Scrubbing Squad Missions

The Drake Passage

Written by Mike Midgley | Apr 16, 2026 5:26:39 PM

The Drake Passage is the stretch of open water that sits between Cape Horn, the southernmost tip of South America, and the Antarctic Peninsula.

No landmass interrupts it on either side. No reef to break the swell. No harbour to duck into. Nothing between the cape and the ice but 600 kilometres of the most unsheltered ocean on the planet, where the Pacific, the Atlantic, and the Southern Ocean meet in permanent, unresolved argument.

Sailors have crossed the Drake Passage for centuries, some by choice, most because the route offered no alternative.

It is a Wonder on the Sea track, and one of 528 real destinations across the Lobster Bob's Scenic Tours catalogue.

Nellie PZ 1953 N, co-owned with Cpt. JT Peg, crossed it.

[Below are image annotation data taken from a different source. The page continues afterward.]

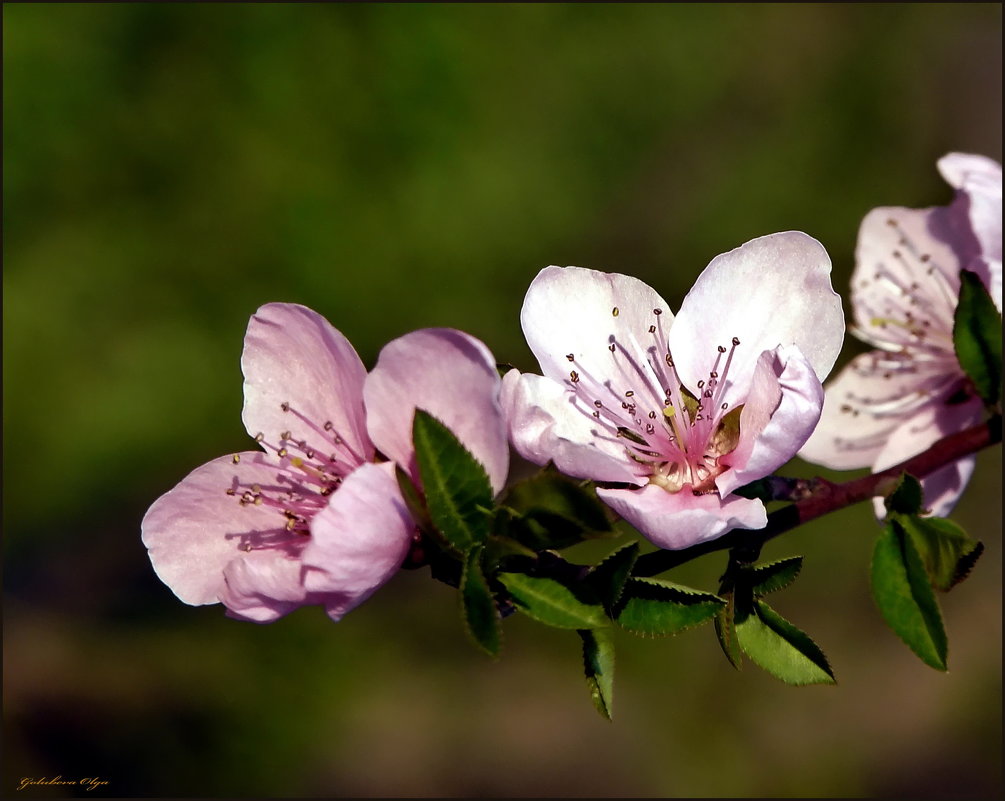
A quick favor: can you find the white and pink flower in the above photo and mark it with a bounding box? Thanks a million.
[142,304,509,623]
[799,153,1002,516]
[503,232,844,549]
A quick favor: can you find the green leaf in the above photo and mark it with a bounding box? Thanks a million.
[713,591,740,670]
[737,601,835,684]
[579,629,614,721]
[412,409,492,553]
[953,269,1002,406]
[616,578,726,637]
[482,536,538,573]
[883,472,925,515]
[498,573,610,629]
[586,543,638,610]
[460,546,503,656]
[504,469,611,551]
[871,520,949,670]
[747,556,803,596]
[896,516,984,592]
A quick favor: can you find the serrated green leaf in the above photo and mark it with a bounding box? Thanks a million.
[579,629,614,721]
[736,601,834,684]
[497,573,610,629]
[746,556,803,596]
[616,578,725,637]
[896,515,984,592]
[953,269,1002,406]
[871,520,949,670]
[586,543,638,610]
[482,536,538,573]
[883,472,925,515]
[460,546,503,656]
[412,409,492,553]
[713,592,740,670]
[503,469,611,551]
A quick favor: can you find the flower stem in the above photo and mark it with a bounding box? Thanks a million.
[632,415,1002,576]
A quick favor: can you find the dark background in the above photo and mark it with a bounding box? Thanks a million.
[2,3,1002,798]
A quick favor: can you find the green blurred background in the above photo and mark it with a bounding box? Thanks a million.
[2,3,1002,798]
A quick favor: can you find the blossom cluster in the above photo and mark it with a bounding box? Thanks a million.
[142,154,1001,622]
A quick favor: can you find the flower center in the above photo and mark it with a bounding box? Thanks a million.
[225,402,364,553]
[565,307,743,494]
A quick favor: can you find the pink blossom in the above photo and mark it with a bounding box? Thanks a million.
[503,232,844,549]
[799,153,1002,516]
[142,304,509,622]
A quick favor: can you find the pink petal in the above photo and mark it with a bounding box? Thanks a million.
[220,549,309,623]
[142,452,297,605]
[303,462,415,620]
[798,351,959,470]
[872,398,983,518]
[716,347,824,496]
[364,329,510,491]
[669,231,844,403]
[939,153,1002,312]
[241,304,373,466]
[851,207,960,341]
[597,484,768,551]
[520,266,673,395]
[501,370,645,483]
[939,153,1002,265]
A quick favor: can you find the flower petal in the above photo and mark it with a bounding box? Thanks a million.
[220,550,309,623]
[938,153,1002,261]
[520,266,673,396]
[364,329,510,491]
[669,231,844,395]
[241,304,373,466]
[872,398,983,518]
[501,370,645,483]
[851,207,964,351]
[939,153,1002,312]
[302,462,415,620]
[141,452,293,605]
[716,346,824,497]
[597,484,768,551]
[798,351,959,470]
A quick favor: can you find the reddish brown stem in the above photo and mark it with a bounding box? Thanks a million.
[632,415,1002,576]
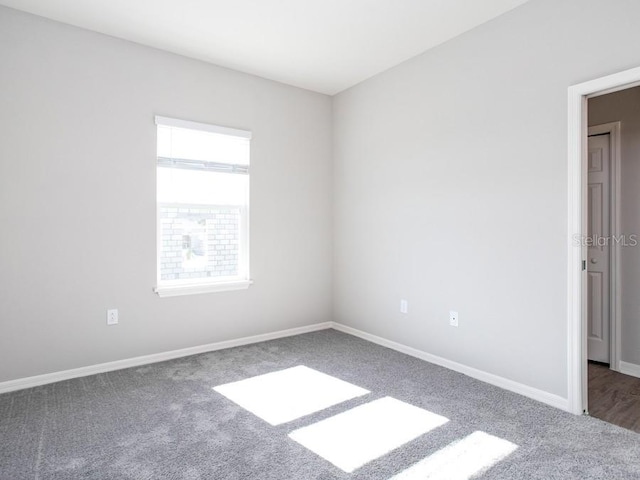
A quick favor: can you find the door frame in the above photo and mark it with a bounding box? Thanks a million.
[584,122,622,374]
[567,67,640,414]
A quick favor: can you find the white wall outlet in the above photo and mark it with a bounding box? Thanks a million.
[400,300,409,313]
[107,308,118,325]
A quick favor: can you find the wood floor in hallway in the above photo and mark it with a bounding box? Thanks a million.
[589,363,640,433]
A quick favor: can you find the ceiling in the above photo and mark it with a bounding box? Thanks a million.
[0,0,528,95]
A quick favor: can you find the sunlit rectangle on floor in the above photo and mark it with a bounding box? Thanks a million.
[289,397,448,472]
[390,432,518,480]
[213,365,369,425]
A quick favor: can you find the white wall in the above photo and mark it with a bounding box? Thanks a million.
[589,87,640,365]
[334,0,640,397]
[0,8,332,382]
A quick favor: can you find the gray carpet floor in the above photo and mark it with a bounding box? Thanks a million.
[0,330,640,480]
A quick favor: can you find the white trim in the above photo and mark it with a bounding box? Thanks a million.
[0,322,568,411]
[588,122,622,372]
[0,322,331,393]
[332,322,569,411]
[620,360,640,378]
[153,280,253,297]
[567,67,640,414]
[155,115,251,140]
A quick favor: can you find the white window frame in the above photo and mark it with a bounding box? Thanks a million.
[154,116,253,297]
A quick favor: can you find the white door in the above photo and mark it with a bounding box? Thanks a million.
[587,134,613,363]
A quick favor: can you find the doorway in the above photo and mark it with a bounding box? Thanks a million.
[567,64,640,420]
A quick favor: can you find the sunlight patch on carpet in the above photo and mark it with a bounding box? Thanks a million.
[390,432,518,480]
[213,365,369,425]
[289,397,449,472]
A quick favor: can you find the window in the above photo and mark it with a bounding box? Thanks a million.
[155,117,251,297]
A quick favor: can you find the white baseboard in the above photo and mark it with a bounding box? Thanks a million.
[620,360,640,378]
[0,322,331,393]
[332,322,568,412]
[0,322,568,411]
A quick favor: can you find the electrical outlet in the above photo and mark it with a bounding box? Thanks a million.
[107,308,118,325]
[400,300,409,313]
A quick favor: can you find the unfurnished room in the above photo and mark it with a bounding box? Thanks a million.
[0,0,640,480]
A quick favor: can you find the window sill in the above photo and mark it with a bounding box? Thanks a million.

Lobster Bob's postcard follows

Hola Mijo! Lobster Bob here...

The sound comes first.

Not the wave. Not the impact against the hull. The sound before both of those. A frequency that sits below what you would call noise, arriving in the chest before the ears have made any sense of it. I had been at sea in bad weather before the Drake Passage. I had crossed the Red Sea in conditions that required concentration. I had been in the North Atlantic in October. I believed I understood what difficult water felt like.

I did not.

Nellie PZ 1953 N, co-owned with Cpt. JT Peg, entered the passage from Cape Horn at 0600. The sea was flat. A grey, unbroken surface, almost formal in its stillness. I made a note in the logbook. Calm conditions. Favourable start.

By 0900 the calm was gone.

The Drake Passage does not build gradually. It arrives. The swell came in from the south-west in sets, each one steeper than the last, the face of each wave tilted at an angle that does not look possible until the deck is underneath it. The sky above it was a single unbroken sheet from horizon to horizon, the same grey as the water, so that at certain angles you could not tell where the sea ended and the sky began. It was not dramatic. It was simply very large. Larger, in the specific weight of it, than anything I had expected.

Nellie met every wave bow-first. That is what she does. She does not negotiate with the water or hunt for an easier angle. She takes what the passage sends, climbs it, comes down the other side, and waits for the next one. There is no performance in this. No drama. She moves through it the way a patient thing moves through something it has seen before. I watched her do it from the deck for twenty minutes before the spray made staying on deck inadvisable.

I went below.

Not once. More than once. The number is on the record, confirmed, and I have no intention of revising it. The Drake Passage sent conditions I was not prepared for and I removed myself from them. Nellie did not have that option. She did not look for one.

From below deck I could hear the hull working through the water. That sound, the low and constant note of a boat crossing something that has no interest in being crossed, is not one I have heard anywhere else in the same register. It is the sound of something doing its job without asking for acknowledgement.

She crossed 600 kilometres of open water. She came out the other side seaworthy, undamaged, and unlisted in any maintenance log for anything that occurred during the crossing.

Cpt. JT Peg, when I reported back, nodded once and said she was good.

He was talking about the boat.

I wanted to call her La Tormenta. I lobbied for it clearly and more than once. JT Peg looked at me for a long moment and said: Nellie. That was the end of the discussion. I want this on the record again because it belongs there.

She is the most reliable sea vessel I have ever been on. She has never sunk. She has never failed to start. The name she has and the name she should have both live inside me at the same time.

They do not get along.

Here is something worth carrying.

When you look at the Drake Passage on a map it appears to be a gap, a narrow channel between two landmasses. What the map does not tell you is what the gap is for. There is no continent anywhere in the Southern Ocean to interrupt the flow of water circling Antarctica.

The Drake Passage is where the Atlantic, the Pacific, and the Southern Ocean converge in that gap, and the current that runs through it, the Antarctic Circumpolar Current, is the largest ocean current on Earth. It carries more water than all the rivers on the planet combined. Not most rivers. Every river. The Amazon. The Nile. All of them together do not move what passes under a hull in the Drake Passage on a Tuesday morning.

Say that at dinner tonight. Watch someone go quiet for a moment.

I looked it up afterwards, from dry land, with something warm in my hand. That is the order I recommend.

Nellie PZ 1953 N crossed the Drake Passage.

I went below deck.

Both of those things are true.

The World is Your Classroom. Humility is Your Compass.

Passport ready, mijo? The world is not going to wait forever.